In the Domain Name Association's (DNA) first official newsletter the State of the Domains", Dot Chinese Online (.在线) and Dot Chinese Website (.中文网) were featured in the "IDN Spotlight" portion. Released in October 2014, at ICANN 51 in Los Angeles, the "State of the Domains" is a comprehensive quarterly report that provides analysis, trends, and case studies of current Internet domains. TLD Registry, is responsible for the design of the newsletter and completed the full-Mandarin edition of the newsletter.

==Registration history==
The application for Dot Chinese Website domain was submitted to ICANN on April 12, 2013.

Finnish Prime Minister Jyrki Katainen, attended the ICANN signing ceremony of the Formal Registry Agreement (RA) contract in Beijing on September 10, 2013.

On December 3, 2013 in Helsinki, Finland, TLD Registry Ltd, a domain name registry dedicated to Chinese IDNs, announced the launch schedule for two of its domains: Dot Chinese Online and Dot Chinese Website.

According to ICANN regulation and rules, the Dot Chinese Online (.在线) and Dot Chinese Website (.中文网) were introduced to the global internet.

On November 28, Dot Chinese Online and Dot Chinese Website passed ICANN pre-delegation testing, to test for technical integrity. For 60 days, beginning on January 17 - March 17, Dot Chinese Online and Dot Chinese Website went through the trademark-owners only Sunrise period. The second stage, "the Landrush period" occurred on March 20.

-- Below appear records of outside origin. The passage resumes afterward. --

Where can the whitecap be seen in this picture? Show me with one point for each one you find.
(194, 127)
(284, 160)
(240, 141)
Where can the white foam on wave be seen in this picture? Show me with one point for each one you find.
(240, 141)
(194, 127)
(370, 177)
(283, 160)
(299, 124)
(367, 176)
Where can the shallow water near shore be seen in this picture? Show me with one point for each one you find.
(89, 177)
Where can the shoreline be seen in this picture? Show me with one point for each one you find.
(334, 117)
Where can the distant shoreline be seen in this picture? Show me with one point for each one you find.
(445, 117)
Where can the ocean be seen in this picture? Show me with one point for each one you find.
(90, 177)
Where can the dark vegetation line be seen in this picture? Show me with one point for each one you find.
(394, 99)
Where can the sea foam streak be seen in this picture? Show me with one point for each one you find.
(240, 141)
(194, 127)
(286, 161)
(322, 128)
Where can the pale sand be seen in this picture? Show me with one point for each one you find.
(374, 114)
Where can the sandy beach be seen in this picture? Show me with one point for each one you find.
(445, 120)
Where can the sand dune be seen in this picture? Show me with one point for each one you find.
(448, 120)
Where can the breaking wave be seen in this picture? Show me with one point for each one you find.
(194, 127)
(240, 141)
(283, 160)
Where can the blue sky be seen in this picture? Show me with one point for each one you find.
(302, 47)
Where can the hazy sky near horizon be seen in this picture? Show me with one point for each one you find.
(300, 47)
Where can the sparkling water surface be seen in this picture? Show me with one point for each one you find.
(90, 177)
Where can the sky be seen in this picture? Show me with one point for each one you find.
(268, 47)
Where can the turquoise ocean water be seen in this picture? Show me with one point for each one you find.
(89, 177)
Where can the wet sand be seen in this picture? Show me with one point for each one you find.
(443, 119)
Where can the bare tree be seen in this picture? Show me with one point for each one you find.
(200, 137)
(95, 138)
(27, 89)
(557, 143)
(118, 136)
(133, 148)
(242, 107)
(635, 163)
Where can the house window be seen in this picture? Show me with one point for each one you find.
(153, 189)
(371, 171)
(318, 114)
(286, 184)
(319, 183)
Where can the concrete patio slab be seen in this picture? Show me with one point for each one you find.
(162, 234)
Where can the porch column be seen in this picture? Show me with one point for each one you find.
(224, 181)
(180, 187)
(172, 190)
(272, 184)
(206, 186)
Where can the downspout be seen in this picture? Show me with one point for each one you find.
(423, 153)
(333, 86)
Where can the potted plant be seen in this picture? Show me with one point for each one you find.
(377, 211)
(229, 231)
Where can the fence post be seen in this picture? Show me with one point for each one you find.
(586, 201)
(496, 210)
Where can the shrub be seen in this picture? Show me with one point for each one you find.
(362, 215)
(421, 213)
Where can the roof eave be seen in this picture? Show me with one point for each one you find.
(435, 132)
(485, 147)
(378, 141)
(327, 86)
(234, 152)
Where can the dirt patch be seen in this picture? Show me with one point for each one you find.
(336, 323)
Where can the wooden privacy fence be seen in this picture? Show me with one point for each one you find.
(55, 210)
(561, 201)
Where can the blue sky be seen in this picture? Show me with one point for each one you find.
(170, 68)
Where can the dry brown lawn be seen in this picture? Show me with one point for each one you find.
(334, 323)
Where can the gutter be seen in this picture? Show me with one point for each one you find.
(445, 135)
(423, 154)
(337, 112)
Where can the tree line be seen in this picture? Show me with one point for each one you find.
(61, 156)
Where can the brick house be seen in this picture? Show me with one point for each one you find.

Dot Chinese Online and Dot Chinese Website were auctioned off at the Galaxy Macau on Friday, March 21. The Landrush period went on through the weeklong ICANN conference in Singapore (March 23–27) and China's Qing Ming festival (April 4–6), and concluded on Thursday, April 24. A three-day quiet period immediately followed. General availability of domain names Dot Chinese Online and Dot Chinese Website began on Monday April 28, 2014.

The Landrush event incited the Chinese government, which purchased close to 20,000 IDNs. The Chinese government also announced that the Ministry of Industry and Information Technology of the People's Republic of China (MIIT) has made it mandatory for all Chinese government-run websites to make the change to exclusively Chinese-specific domain names.

==Security==
It is difficult for Chinese netizens to identify phishing attacks in a complete English URL due to language barriers. Therefore, Chinese IDNs provide a source of protection for Chinese consumers against phishing attacks. Chinese netizens (and the Chinese government) tend to favor fully Chinese web addresses because they are more easily able to spot phishing URLs in their own language.